«Fantástico. Pasados los treinta años descubro una envidia de pene. Patético». Dio media vuelta y casi había llegado a la puerta cuando sintió un contacto en el codo. No necesitaba mirar para saber que se trataba de Mike, no cuando todo el cuerpo le tembló con ese ligero contacto. Se preguntó qué diría si le contara lo que acababa de descubrir acerca de sí misma, que estaba patéticamente celosa de la relación que él mantenía con el resto del equipo, que ella ya no disfrutaba con su soledad.
– Corrine -musitó con voz ronca-. Lo hemos logrado.
– Lo sé -no lo miró.
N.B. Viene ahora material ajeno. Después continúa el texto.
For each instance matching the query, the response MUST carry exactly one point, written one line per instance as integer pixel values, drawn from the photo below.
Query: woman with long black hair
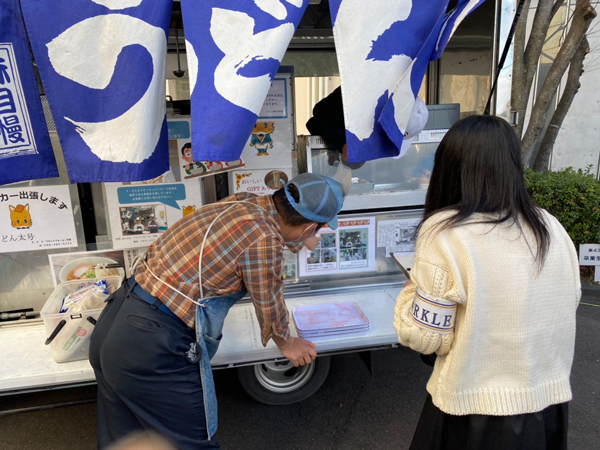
(493, 292)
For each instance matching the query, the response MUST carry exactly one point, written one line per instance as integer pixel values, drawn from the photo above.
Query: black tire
(280, 383)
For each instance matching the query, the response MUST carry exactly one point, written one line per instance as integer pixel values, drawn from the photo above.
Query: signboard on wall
(139, 214)
(261, 182)
(269, 147)
(36, 218)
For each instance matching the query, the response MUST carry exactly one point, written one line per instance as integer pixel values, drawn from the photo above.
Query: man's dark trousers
(147, 373)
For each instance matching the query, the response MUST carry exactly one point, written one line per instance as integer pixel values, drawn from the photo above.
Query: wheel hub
(283, 377)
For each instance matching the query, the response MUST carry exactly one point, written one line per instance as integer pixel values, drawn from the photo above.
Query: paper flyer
(180, 137)
(139, 214)
(397, 236)
(350, 248)
(36, 218)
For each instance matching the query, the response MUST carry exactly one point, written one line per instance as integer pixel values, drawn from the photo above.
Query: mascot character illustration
(261, 137)
(186, 155)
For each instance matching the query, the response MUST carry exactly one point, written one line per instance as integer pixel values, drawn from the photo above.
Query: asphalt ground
(353, 409)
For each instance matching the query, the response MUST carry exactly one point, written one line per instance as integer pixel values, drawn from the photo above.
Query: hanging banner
(139, 214)
(25, 148)
(383, 52)
(103, 69)
(240, 45)
(36, 218)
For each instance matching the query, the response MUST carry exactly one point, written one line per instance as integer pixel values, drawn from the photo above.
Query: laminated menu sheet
(330, 320)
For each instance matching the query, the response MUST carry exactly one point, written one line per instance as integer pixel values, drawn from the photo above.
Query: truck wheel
(280, 383)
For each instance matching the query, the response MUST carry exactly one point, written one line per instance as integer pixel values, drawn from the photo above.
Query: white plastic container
(72, 342)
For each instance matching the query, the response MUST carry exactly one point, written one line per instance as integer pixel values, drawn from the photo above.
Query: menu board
(350, 248)
(139, 214)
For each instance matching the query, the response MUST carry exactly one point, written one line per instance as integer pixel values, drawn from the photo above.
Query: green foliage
(573, 197)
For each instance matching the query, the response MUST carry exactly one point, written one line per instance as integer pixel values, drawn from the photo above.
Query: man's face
(187, 155)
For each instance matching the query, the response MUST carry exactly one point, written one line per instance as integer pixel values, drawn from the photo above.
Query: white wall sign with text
(139, 214)
(36, 218)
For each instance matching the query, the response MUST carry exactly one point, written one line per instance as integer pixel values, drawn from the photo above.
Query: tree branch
(555, 8)
(518, 101)
(531, 55)
(542, 160)
(584, 14)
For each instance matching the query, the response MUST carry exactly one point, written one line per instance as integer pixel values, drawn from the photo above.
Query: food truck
(108, 227)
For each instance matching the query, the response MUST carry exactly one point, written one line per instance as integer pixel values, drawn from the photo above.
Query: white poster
(350, 248)
(36, 218)
(139, 214)
(180, 137)
(397, 236)
(261, 182)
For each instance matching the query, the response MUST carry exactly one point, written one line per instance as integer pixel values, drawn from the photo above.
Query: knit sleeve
(424, 314)
(426, 309)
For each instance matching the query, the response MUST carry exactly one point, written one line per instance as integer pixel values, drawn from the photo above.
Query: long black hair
(477, 169)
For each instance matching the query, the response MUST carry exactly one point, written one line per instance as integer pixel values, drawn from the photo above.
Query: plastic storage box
(72, 342)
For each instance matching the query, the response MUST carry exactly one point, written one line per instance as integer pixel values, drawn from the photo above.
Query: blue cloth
(102, 64)
(239, 45)
(25, 149)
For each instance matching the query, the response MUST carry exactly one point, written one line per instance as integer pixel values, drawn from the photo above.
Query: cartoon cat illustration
(19, 216)
(261, 137)
(188, 210)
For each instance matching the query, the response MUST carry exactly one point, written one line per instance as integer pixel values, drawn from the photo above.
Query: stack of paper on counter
(330, 320)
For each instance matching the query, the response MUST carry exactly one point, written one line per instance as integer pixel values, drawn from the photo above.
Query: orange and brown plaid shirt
(244, 250)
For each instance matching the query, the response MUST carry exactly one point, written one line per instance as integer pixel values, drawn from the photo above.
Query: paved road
(353, 410)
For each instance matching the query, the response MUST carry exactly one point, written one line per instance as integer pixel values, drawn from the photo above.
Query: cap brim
(406, 143)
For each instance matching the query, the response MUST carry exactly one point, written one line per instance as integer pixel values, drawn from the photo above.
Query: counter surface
(26, 364)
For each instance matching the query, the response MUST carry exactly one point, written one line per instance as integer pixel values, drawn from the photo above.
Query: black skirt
(543, 430)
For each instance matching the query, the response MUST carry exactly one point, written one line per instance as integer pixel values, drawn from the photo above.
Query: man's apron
(210, 316)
No podía.
Volvió a tocarla. De pie detrás de ella, con la espalda hacia el grupo, nadie podía ver cómo le acariciaba la espalda a la altura de la cintura. Solo con unos dedos, nada más, pero eso la conmocionó hasta lo más hondo.
– Me voy arriba -a la sala de control, donde habría más gente feliz, pero a la que podría controlar-. Quiero ver si…
– Lo hemos logrado, Corrine. Creo que eso se merece un abrazo, ¿tú no? O quizá incluso más. ¿Qué te parece?
Nerviosa, soltó una risa breve.
– Estás loco. No puedo tocarte aquí.
– ¿Por qué no? El resto lo hemos hecho. «¿Me ha leído la mente o soy tan transparente para él?»m -¿Por qué iban a pensar algo raro? – continuó él con tono razonable.
En la mente de Corrine bailaron todo tipo de excusas, pero en el fondo de todas estaba la verdad.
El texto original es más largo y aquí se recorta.